Criminals sophisticated enough to do that are usually not going to get caught regardless, encryption or no and are generally savvy enough to not make themselves a serious threat to public comfort and order.
I don't think its a long reach to say that the public may be better off with more ability to monitor police activity at a cost of being weaker against that kind of criminal.
(Having said all that, our muni voted against encrypting radios; we lost 2-1 in a vote with the 2 other munis we share dispatch with).
Unless you're talking about criminals doing traffic analytic RF attacks, in which case, I agree, who cares?
Both of the systems are crap, when we were evaluating them for nationwide purchase we chose TETRA because of systemic safety features (like local DMO handover modes for public safety use in noisy environments), but when I read their crypto choices I made screwy faces constantly, I wasn't in the slightest bit surprised when this research came out.
I remember at the time some ex signals military folks trying to tell me that the encryption barely matters as the channel selection rate is so high you'd need multi-site intercepts to even make heads of tails of it, sadly they didn't really seem to understand how far SDR and compute has come. The whole experience to this day flavors a lot how I think about military and telco thinking around the whole space, everything touching that boundary feels infected with oldthink.
I'd guess that's due to the expense of the equipment and all the regulations coupled with the lack of immediate usefulness to a casual hobbyist. Without the sort of vibrant wild west ecosystem that FOSS provides innovation happens much more slowly and most of the participants will be entrenched.
The audio quality on the analogue signal is a lot better than the P25 version, which is often harder to understand.

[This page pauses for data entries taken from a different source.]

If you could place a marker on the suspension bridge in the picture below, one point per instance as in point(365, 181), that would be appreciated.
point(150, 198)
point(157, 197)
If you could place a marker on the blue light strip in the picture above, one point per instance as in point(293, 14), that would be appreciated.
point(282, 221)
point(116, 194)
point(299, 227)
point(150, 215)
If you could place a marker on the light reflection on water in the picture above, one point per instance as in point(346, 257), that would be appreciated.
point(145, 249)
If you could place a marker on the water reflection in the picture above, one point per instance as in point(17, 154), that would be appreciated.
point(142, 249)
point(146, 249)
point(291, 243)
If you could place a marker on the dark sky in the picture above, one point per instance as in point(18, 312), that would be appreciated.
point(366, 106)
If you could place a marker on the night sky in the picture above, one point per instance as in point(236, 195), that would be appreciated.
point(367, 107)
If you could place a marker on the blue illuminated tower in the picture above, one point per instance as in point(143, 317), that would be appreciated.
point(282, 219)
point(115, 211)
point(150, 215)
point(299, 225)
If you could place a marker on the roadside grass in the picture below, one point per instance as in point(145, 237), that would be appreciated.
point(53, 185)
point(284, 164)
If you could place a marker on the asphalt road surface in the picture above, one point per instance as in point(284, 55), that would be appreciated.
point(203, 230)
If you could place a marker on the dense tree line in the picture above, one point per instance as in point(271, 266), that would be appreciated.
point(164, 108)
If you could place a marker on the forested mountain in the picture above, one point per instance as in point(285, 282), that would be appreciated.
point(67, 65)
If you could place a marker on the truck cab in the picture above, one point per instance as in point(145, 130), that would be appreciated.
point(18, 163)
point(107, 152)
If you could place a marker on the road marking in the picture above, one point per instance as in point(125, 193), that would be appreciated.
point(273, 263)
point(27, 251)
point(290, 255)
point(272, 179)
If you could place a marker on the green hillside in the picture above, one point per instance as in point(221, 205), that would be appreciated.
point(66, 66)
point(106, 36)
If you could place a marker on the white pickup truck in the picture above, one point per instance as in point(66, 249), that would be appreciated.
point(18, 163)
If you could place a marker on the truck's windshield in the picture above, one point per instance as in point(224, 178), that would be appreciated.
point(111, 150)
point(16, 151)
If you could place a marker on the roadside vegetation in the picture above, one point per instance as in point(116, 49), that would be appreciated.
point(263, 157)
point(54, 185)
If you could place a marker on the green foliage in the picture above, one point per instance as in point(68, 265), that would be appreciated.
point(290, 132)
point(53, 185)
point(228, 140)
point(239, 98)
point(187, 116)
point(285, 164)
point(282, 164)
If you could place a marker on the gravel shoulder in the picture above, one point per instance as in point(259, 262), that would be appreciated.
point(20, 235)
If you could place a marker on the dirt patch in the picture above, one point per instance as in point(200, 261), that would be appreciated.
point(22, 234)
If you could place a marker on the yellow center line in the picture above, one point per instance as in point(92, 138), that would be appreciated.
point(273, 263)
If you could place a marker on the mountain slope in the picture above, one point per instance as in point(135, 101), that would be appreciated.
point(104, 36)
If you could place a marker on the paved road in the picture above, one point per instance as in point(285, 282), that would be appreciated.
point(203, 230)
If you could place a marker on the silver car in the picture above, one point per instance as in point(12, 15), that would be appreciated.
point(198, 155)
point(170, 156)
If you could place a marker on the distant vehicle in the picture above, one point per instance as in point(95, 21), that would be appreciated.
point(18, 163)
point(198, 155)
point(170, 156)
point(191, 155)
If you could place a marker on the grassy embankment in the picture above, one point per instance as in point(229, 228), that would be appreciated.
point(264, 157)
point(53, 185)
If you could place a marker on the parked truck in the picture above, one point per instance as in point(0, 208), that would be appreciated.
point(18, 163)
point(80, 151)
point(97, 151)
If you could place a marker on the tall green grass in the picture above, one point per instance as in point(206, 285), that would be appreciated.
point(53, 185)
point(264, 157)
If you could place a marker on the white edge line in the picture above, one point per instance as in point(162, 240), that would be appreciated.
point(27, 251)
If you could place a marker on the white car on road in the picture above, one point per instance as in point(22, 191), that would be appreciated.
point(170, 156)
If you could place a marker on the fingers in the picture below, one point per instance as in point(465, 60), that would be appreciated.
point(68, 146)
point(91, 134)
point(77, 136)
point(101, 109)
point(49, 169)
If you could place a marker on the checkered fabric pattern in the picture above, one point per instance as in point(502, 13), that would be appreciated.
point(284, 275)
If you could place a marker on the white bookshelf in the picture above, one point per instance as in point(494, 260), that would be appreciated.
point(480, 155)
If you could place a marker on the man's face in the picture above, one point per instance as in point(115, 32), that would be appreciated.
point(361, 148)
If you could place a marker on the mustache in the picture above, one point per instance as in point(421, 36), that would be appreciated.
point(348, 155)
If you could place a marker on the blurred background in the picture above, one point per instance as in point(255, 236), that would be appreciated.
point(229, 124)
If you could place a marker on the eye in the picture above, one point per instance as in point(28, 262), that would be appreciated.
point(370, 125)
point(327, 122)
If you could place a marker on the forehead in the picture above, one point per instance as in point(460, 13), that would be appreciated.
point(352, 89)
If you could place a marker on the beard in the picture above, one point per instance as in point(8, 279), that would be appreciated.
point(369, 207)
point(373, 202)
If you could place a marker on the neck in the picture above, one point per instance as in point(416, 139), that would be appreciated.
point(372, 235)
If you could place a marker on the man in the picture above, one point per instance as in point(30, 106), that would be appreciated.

(And the fact that it’s taking so long to implement link layer authorization, barely a scratch in the security dent…)
Got what they asked for.
You do need authorization to buy a transmitter though, at least where I live.
Weird it's regulated, given you can use mobile phones like that (sure, you need coverage).
Yes, it is also illegal to post PHI over pagers, due to HIPAA addendum in 2016.
But 1986 ECPA law forbids decoding pager messages unless they were intended for you.
Haven't read a Wired article in months :-|
And thanks to poster for adding archive link.